I constantly compare myself to and seek the acceptance of Germans, French, English and even Swedes. I think their cultures are better then ours.. I don’t even think I have much of a culture. There is no such thing as western civilisation (2016) Kwame Anthony Appiah.
One reason for the confusions “western culture” spawns comes from confusions about the west. We have used the expression “the west” to do very different jobs. […] Often, in recent years, “the west” means the north Atlantic: Europe and her former colonies in North America. The opposite here is a non-western world in Africa, Asia and Latin America – now dubbed “the global south” – though many people in Latin America will claim a western inheritance, too. […] “western” here can look simply like a euphemism for white.
Herodotus only uses the word “European” as an adjective, never as a noun. For a millennium after his day, no one else spoke of Europeans as a people, either.
In a Latin chronicle, written in 754 in Spain, the author refers to the victors of the Battle of Tours as Europenses, Europeans. So, simply put, the very idea of a “European” was first used to contrast Christians and Muslims.
The idea that the best of the culture of Greece was passed by way of Rome into western Europe gradually became, in the middle ages, a commonplace. In fact this process had a name. It was called the “translatio studii”: the transfer of learning.
But they all face a historical difficulty; if, that is, you want to make the golden nugget the core of a civilisation opposed to Islam. Because the classical inheritance it identifies was shared with Muslim learning. […] Much of our modern understanding of classical philosophy among the ancient Greeks we have only because those texts were recovered by European scholars in the Renaissance from the Arabs. […] So the classical traditions that are meant to distinguish western civilisation from the inheritors of the caliphates are actually a point of kinship with them.
Whether you are discussing religion, nationality, race or culture, people have supposed that an identity that survives through time and space must be propelled by some potent common essence. But that is simply a mistake.
It will help to recognise that the term “western culture” is surprisingly modern – more recent certainly than the phonograph. Tylor never spoke of it.
[T]he very idea of the “west,” to name a heritage and object of study, doesn’t really emerge until the 1890s, during a heated era of imperialism, and gains broader currency only in the 20th century.

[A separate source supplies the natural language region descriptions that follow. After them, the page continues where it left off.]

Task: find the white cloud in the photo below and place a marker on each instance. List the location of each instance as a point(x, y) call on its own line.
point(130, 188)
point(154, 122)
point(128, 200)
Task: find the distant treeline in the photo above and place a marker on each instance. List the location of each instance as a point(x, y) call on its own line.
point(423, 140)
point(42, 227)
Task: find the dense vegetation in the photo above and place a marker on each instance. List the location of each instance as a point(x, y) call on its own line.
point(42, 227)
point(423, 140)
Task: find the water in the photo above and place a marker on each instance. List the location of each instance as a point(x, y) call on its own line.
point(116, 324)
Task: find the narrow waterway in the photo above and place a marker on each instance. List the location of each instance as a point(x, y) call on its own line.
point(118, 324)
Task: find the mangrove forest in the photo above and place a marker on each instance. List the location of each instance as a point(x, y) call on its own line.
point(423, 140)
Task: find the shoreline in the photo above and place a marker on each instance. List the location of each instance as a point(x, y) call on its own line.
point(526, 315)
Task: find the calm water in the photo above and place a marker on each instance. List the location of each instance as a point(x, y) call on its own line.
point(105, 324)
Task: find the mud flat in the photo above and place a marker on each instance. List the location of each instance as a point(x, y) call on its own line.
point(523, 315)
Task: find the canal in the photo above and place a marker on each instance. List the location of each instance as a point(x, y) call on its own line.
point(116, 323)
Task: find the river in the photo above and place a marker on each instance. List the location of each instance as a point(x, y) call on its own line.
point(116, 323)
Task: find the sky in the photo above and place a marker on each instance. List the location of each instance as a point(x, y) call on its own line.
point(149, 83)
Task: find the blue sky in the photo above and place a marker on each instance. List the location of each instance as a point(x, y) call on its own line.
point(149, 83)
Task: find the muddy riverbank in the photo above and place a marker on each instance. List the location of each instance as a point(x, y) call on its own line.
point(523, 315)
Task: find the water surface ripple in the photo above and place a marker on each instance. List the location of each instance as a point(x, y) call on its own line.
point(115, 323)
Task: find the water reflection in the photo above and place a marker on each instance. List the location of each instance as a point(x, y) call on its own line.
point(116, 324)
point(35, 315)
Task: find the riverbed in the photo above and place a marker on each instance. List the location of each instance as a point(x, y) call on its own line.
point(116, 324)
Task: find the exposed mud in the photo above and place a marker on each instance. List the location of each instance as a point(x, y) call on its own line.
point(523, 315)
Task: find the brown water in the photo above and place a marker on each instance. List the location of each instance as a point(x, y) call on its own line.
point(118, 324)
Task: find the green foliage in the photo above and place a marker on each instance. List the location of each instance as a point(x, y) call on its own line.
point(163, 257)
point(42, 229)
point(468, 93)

How have we managed to tell ourselves that we are rightful inheritors of Plato, Aquinas, and Kant, when the stuff of our existence is more Beyoncé and Burger King? Well, by fusing the Tylorian picture and the Arnoldian one, the realm of the everyday and the realm of the ideal.
No Muslim essence stops the inhabitants of Dar al-Islam from taking up anything from western civilisation, including Christianity or democracy. No western essence is there to stop a New Yorker of any ancestry taking up Islam.
The cosmopolitan impulse that draws on our common humanity is no longer a luxury; it has become a necessity. […] I don’t think I can improve on the formulation of the dramatist Terence: a former slave from Roman Africa, a Latin interpreter of Greek comedies, a writer from classical Europe who called himself Terence the African. He once wrote, “Homo sum, humani nihil a me alienum puto.” “I am human, I think nothing human alien to me.”